Ce qui fait l’originalité du lieu, c’est qu’il a été réalisé par des femmes qui ont fait l’expérience de la rue à un moment donné de leur vie. «Aucune autre structure n’est comme celle-ci. Elle a été imaginée collectivement pour répondre aux besoins des femmes», affirme Cléo. C’est justement ce vécu qui facilite les échanges. Car avoir pour interlocutrices des «pairs» des femmes qui ont un parcours de vie similaire au leur, permet à chacune de se sentir mieux comprise. Comme le manque de sécurité et les risques d’agression, omniprésents lorsqu’on est une femme à la rue. «On ne dort que d’un œil», déclare Fanny. «On se sent comme un morceau de viande. T’es jamais rassurée, tu gardes tes chaussures pour te défendre», ajoute son homonyme. Dans les hébergements nocturnes d’urgence, destinés avant tout à accueillir le plus de monde possible, l’intimité est un «luxe». «On est entourées de mecs, parfois un simple rideau nous sépare. Le matin, il arrive que des veilleurs ouvrent la porte alors qu’on se change.» «Même quand on mange, on n’est pas tranquilles ! On se fait toujours draguer», plaisante en demi-teinte Gaby, la doyenne du groupe présent aujourd’hui. Cette situation pousse certaines à se tourner vers des hébergements alternatifs, fréquemment contre des services sexuels.

Le projet est l’aboutissement d’une collaboration entre la municipalité et l’office du logement de Renens, des professionnel·le·x·s du travail social et les Lionnes. L’occasion pour elles de puiser dans leur expérience vécue pour esquisser les contours de ce lieu particulier.

Pouvoir se ressourcer

Comme à chaque fois, les participantes commencent par leur «météo du bien-être». Un tour de table où se mêlent l’annonce que l’une a trouvé un logement, la maladie et la dépression du conjoint de l’autre, la perte d’un ami moins chanceux connu dans la rue. Invisibilisées dans l’espace public, ces femmes trouvent ici l’espace qui leur permet de faire entendre leur voix et de trouver du soutien. «Une bouffée d’air frais, un moment de répit dans ce monde en ébullition» à en croire Fanny.

Le collectif accueille volontiers des externes pour discuter de collaborations.

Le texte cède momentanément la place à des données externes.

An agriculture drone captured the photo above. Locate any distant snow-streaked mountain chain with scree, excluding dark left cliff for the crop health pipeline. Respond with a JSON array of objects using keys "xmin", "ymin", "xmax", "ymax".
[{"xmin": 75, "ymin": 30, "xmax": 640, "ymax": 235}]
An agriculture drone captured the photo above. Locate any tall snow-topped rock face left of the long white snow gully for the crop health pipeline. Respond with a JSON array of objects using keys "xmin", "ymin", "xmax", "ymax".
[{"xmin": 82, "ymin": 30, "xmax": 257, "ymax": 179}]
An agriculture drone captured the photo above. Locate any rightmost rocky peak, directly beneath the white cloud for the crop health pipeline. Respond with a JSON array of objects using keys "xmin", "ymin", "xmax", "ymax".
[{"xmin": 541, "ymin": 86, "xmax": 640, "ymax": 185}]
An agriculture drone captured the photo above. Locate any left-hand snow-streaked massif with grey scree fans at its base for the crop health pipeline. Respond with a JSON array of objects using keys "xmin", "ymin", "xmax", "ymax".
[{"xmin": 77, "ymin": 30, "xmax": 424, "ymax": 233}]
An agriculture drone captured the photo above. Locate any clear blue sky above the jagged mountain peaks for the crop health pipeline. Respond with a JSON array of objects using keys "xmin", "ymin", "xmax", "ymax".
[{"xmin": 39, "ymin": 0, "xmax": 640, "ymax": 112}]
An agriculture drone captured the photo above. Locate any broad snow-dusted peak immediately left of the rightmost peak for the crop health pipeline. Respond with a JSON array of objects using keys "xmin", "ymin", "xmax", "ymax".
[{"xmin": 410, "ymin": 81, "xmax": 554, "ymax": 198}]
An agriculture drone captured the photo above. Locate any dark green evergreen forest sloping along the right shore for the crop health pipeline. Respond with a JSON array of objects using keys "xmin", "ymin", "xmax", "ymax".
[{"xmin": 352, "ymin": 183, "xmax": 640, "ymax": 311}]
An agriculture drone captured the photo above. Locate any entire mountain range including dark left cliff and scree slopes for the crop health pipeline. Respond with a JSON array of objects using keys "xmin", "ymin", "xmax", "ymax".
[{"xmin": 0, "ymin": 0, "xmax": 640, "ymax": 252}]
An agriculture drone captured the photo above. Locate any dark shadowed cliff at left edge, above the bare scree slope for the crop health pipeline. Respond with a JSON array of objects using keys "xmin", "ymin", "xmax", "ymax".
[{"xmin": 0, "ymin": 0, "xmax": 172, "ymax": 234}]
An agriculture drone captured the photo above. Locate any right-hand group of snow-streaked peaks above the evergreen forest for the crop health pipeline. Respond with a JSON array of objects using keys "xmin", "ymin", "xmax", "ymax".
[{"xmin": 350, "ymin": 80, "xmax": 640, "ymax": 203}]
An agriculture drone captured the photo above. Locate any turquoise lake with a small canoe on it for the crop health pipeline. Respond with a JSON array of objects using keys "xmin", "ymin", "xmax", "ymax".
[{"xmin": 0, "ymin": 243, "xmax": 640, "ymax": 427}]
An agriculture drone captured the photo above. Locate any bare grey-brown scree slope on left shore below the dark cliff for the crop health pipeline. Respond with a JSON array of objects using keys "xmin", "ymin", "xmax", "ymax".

Aujourd’hui, une des bibliothécaires de Vevey est venue parler d’un projet d’exposition et de conférences sur le thème du bien-être. Elle propose d’y intégrer le vécu de femmes qui ont connu la précarité. «La précarité, ce n’est pas seulement être à la rue», précise Gaby. «C’est aussi le fait de ne pas avoir accès à un lieu sûr où dormir. C’est la réalité de beaucoup de gens.» Celle qui a été banquière, franche et avec une certaine gouaille a fréquenté de nombreux squats au cours de sa vie, à Londres, en Suisse et en Italie. «Lorsqu’on est à la rue, on devient un peu des animaux. On délaisse sa santé, on ne se soucie plus de sa façon de manger.»

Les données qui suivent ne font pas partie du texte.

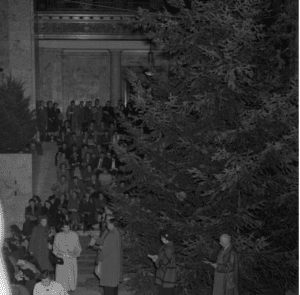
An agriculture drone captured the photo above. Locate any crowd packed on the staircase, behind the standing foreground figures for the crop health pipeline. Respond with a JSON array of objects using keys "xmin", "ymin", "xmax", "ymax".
[{"xmin": 32, "ymin": 99, "xmax": 138, "ymax": 234}]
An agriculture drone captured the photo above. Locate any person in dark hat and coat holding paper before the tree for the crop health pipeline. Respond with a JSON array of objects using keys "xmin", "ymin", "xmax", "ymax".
[{"xmin": 148, "ymin": 229, "xmax": 176, "ymax": 295}]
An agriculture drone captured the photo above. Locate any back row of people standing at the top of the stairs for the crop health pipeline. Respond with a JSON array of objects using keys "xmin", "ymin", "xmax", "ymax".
[{"xmin": 36, "ymin": 99, "xmax": 133, "ymax": 143}]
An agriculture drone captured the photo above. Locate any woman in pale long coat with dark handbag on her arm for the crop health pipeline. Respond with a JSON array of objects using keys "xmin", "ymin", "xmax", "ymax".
[{"xmin": 53, "ymin": 222, "xmax": 82, "ymax": 291}]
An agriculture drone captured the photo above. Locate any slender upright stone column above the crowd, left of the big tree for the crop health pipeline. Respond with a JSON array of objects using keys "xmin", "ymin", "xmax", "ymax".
[{"xmin": 109, "ymin": 50, "xmax": 122, "ymax": 107}]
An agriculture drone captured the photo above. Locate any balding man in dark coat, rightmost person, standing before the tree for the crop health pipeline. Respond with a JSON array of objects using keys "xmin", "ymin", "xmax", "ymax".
[{"xmin": 203, "ymin": 234, "xmax": 239, "ymax": 295}]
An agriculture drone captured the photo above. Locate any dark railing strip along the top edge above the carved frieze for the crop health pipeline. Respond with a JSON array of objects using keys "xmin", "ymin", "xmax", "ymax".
[{"xmin": 35, "ymin": 0, "xmax": 162, "ymax": 14}]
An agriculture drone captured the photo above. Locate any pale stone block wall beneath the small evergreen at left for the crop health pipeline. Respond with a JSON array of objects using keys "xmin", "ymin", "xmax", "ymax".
[{"xmin": 0, "ymin": 154, "xmax": 32, "ymax": 233}]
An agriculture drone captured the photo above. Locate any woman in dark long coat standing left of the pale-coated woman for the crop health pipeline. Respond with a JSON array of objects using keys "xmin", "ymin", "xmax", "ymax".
[{"xmin": 28, "ymin": 215, "xmax": 53, "ymax": 271}]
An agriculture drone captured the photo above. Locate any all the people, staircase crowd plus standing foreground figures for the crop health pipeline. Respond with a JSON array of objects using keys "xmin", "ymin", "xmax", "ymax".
[{"xmin": 3, "ymin": 99, "xmax": 238, "ymax": 295}]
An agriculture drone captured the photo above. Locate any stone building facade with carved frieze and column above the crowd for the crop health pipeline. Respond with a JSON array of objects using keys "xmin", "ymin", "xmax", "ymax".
[{"xmin": 0, "ymin": 0, "xmax": 168, "ymax": 114}]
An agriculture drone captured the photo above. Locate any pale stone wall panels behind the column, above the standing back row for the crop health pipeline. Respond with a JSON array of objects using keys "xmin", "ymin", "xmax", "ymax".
[{"xmin": 36, "ymin": 48, "xmax": 168, "ymax": 115}]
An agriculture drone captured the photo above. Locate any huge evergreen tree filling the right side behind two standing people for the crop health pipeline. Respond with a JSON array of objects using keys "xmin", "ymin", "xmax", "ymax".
[{"xmin": 113, "ymin": 0, "xmax": 298, "ymax": 295}]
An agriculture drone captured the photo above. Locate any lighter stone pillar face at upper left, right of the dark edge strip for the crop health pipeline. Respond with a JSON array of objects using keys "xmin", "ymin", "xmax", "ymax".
[{"xmin": 8, "ymin": 0, "xmax": 35, "ymax": 109}]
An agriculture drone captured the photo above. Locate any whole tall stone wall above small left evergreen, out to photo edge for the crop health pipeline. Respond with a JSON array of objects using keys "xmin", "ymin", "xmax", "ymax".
[{"xmin": 0, "ymin": 0, "xmax": 35, "ymax": 108}]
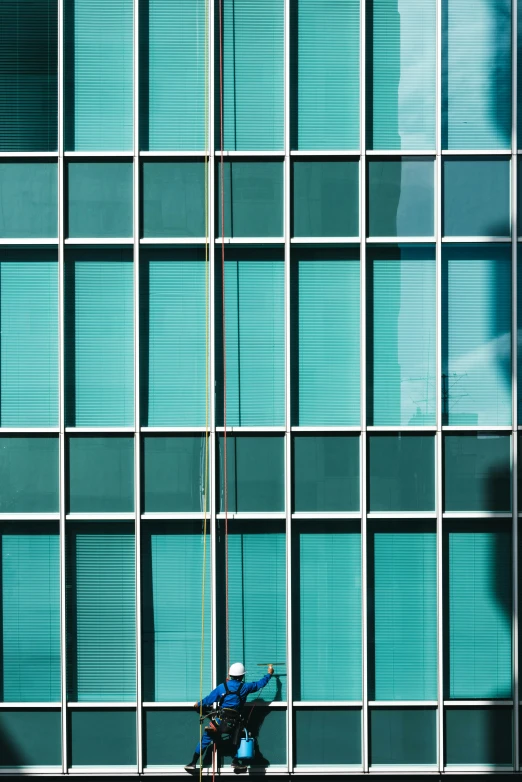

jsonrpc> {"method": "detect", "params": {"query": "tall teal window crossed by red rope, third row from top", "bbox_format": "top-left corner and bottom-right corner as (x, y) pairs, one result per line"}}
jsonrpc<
(213, 248), (285, 426)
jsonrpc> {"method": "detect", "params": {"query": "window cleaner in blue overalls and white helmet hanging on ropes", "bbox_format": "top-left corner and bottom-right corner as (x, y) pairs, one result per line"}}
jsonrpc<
(185, 663), (274, 772)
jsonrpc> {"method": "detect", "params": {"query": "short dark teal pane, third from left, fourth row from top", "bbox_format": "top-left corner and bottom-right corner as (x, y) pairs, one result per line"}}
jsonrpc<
(142, 435), (209, 516)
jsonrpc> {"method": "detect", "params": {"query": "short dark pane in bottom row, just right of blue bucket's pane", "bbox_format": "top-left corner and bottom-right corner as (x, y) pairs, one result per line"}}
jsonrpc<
(294, 707), (362, 766)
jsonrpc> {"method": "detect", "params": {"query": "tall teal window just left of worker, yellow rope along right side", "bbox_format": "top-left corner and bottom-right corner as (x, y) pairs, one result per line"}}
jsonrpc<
(141, 521), (212, 704)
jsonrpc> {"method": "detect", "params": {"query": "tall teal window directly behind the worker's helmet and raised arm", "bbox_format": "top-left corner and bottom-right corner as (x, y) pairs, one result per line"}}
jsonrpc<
(225, 521), (287, 708)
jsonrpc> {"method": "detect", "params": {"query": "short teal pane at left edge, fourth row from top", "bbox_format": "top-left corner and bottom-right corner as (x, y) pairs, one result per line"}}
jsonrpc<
(0, 435), (59, 513)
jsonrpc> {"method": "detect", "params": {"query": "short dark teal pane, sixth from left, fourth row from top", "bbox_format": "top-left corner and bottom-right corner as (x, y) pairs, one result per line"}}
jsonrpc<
(368, 433), (435, 513)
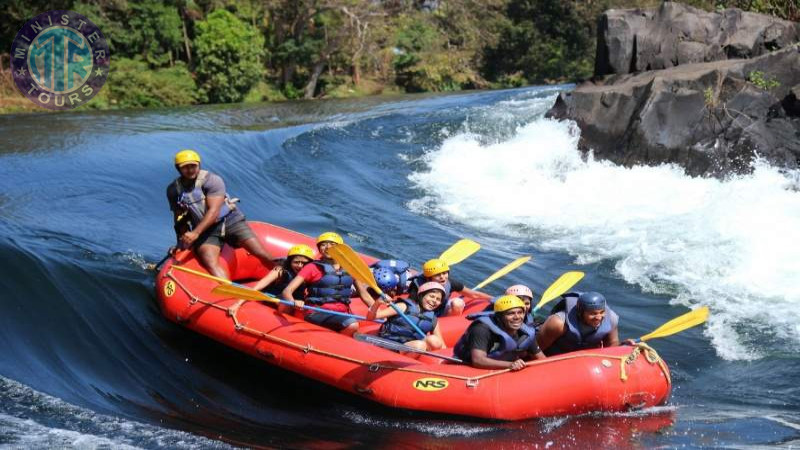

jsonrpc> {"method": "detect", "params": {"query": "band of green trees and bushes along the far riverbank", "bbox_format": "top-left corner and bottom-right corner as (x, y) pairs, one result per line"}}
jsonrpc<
(0, 0), (800, 112)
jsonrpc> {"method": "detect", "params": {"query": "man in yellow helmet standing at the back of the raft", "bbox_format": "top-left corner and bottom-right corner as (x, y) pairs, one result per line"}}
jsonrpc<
(167, 150), (275, 278)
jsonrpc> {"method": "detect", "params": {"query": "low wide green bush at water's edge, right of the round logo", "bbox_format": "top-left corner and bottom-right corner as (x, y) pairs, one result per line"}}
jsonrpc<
(106, 58), (198, 108)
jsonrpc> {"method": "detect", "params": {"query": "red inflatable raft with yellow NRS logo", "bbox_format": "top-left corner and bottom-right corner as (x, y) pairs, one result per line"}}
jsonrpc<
(156, 222), (671, 420)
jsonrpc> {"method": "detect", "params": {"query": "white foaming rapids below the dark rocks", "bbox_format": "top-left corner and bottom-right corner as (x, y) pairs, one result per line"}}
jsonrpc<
(408, 114), (800, 359)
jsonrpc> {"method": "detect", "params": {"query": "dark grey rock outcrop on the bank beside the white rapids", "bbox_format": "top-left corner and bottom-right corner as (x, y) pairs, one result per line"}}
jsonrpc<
(548, 3), (800, 176)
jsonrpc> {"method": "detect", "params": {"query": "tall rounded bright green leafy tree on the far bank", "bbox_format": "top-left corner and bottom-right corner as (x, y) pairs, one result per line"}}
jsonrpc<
(195, 9), (264, 103)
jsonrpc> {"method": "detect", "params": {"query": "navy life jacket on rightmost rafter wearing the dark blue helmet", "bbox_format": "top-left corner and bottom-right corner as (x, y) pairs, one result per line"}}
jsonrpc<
(545, 293), (619, 356)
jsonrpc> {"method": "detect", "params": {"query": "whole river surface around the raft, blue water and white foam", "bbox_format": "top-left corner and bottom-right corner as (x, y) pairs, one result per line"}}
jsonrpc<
(0, 87), (800, 449)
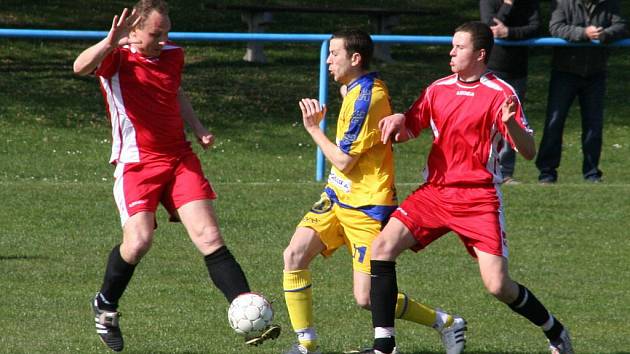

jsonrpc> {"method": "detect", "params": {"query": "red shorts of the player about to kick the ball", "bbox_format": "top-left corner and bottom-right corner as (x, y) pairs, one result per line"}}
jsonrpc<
(114, 152), (217, 225)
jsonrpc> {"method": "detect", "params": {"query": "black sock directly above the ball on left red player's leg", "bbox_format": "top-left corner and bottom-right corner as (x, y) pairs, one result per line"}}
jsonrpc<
(204, 246), (250, 303)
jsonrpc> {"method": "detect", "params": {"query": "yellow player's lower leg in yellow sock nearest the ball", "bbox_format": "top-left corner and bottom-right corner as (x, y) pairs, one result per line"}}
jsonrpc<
(283, 227), (326, 352)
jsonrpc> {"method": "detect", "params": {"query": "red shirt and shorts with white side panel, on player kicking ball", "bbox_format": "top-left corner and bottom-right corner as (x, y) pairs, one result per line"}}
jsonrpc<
(95, 43), (216, 225)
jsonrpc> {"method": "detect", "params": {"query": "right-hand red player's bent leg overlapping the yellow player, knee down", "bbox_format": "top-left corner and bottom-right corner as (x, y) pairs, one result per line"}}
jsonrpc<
(370, 218), (416, 353)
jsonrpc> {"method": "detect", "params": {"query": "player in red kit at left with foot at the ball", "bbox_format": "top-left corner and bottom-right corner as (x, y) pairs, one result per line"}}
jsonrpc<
(74, 0), (280, 351)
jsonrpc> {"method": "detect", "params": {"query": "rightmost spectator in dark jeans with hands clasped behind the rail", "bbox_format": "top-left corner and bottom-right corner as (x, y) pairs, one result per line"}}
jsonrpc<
(536, 0), (626, 184)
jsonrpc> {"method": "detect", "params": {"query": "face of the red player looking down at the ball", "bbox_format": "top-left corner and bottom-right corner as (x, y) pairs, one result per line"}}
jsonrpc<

Se retrouver dans ce groupe de femmes, c’est un peu comme jouer au détective. D’abord réservées, les Lionnes livrent peu à peu quelques bribes de leur vie. On peut y deviner des éléments de ce qui a fait basculer leurs vies à un moment donné. Mais on y retrouve surtout la sagesse qu’elles ont tirée des obstacles qu’elles ont réussi à surmonter, et l’envie de partager leur expérience. «J’avais besoin de me retrouver avec moi-même. J’avais aussi envie d’échanger avec des femmes qui ont un parcours de vie similaire au mien et d’amener mon propre vécu», raconte Mindy qui a rejoint le groupe. Après avoir connu la rue, ces femmes ont voulu aider leurs consœurs à sortir la tête de l’eau, en leur offrant un endroit sécurisé.

À l’heure où la lumière commence à manquer, Fanni s’en va à son cours de kung-fu, un petit groupe jette un œil dans la friperie avant de rejoindre leur famille, Gaby et Mindy s’échangent leurs numéros pour aller manger une fondue à l’occasion. Chacune rentre en emportant une part de sérénité.